Innovazione tecnologica, tracciabilità e sostenibilità ambientale: come si pone Agripat su questi temi ?

«Il territorio esprime da tempo un’elevata professionalità di produttori che seguono le colture con tecniche innovative ed in costante evoluzione. Quanto alla tracciabilità, Agripat ha avviato un progetto che prevede l’utilizzo di un sistema con isotopi, proprio per fornire ai consumatori certezze sull’origine del prodotto.
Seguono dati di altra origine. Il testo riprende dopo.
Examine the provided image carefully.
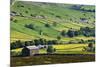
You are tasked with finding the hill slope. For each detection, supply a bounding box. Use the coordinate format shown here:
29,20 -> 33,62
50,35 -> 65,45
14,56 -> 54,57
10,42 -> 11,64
10,1 -> 95,42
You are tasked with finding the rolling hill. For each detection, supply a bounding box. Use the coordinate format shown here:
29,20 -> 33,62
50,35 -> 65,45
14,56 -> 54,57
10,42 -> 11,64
10,1 -> 95,42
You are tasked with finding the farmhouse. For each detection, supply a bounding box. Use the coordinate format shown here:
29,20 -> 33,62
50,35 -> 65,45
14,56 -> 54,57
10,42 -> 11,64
22,46 -> 39,56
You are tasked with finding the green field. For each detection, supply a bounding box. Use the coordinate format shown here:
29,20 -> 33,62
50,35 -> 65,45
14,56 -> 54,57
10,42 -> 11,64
10,1 -> 95,66
11,44 -> 94,57
10,1 -> 95,42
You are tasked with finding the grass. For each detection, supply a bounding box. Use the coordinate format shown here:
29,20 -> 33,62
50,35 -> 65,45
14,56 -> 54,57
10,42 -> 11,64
10,1 -> 95,42
10,1 -> 95,66
11,54 -> 95,66
11,44 -> 95,55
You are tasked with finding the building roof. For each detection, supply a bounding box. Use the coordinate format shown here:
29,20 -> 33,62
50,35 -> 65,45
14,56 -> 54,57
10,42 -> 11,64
27,46 -> 39,50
Sulla sostenibilità penso che i pataticoltori abbiano fatto molto sin dalla prima ora, adottando tecniche di lotta integrata ancor prima che questo divenisse un prerequisito indispensabile. I pataticoltori sono spesso i primi ad avere a cuore la cura del territorio in cui vivono e lavorano e nel tempo hanno affrontato un percorso nel quale si sono visti imporre costi, adempimenti, certificazioni e restrizioni delle difese fitosanitarie. Sull’altro versante il mondo della distribuzione che richiede ai sistemi di filiera sostenibilità é spesso lo stesso soggetto che quando acquista privilegia il basso prezzo, mettendoci a sua insaputa in competizione con produzioni che sono ben lontane dal possedere questi requisiti. Questo atteggiamento porta poi la Gdo a sottoporci proposte economiche penalizzanti, e questo non va bene, perché il costo della sostenibilità non può e non deve gravare sulle sole spalle dei pataticoltori».

Quali sono le istanze che il mondo produttivo pone al mondo della politica ?

«Due priorità: semplificazione e rapidità. Per semplificazione intendo uno sgravio dai troppi adempimenti che incombono sugli agricoltori. Per rapidità intendo velocità nel rispondere alle richieste di aggiornamento delle norme. Ad esempio : da tempo attendiamo dal ministero un via libera per l’utilizzo di un prodotto a base di olio di girasole, bloccato per motivi a noi sconosciuti. Ritengo che il nostro mondo produttivo stia pagando lo scotto di un lungo periodo durante il quale le stesse rappresentanze agricole non hanno sempre saputo interpretare le reali necessità degli agricoltori e delle filiere organizzate. I pataticoltori associati auspicano dunque, e non da ieri, un confronto sempre più diretto e pragmatico tra il mondo della politica e le filiere reali finalizzato a costruire, in un’ottica di medio e lungo termine, unità di azione a livello produttivo, organizzativo e commerciale, nella consapevolezza che la sola propaganda demagogica e il continuare a procedere in ordine sparso senza costruire politiche agricole di lungo termine li danneggia significativamente».

Scrutando l’orizzonte, quali saranno i fronti di investimento e di crescita tecnologica ?

«La sfida per il futuro é ottenere un prodotto a livello della tradizione, per caratteristiche e sapore, utilizzando sempre più tecniche a basso impatto ambientale. Particolare attenzione sarà rivolta anche agli imballaggi, che dovranno essere sempre più eco-friendly. Sarà un modello di crescita nell’interesse di tutti, che introdurrà tecniche per le quali, in principio, non sarà facile ottenere economie di scala, pertanto sarà possibile assistere ad un lieve aumento del costo finale del prodotto al consumatore».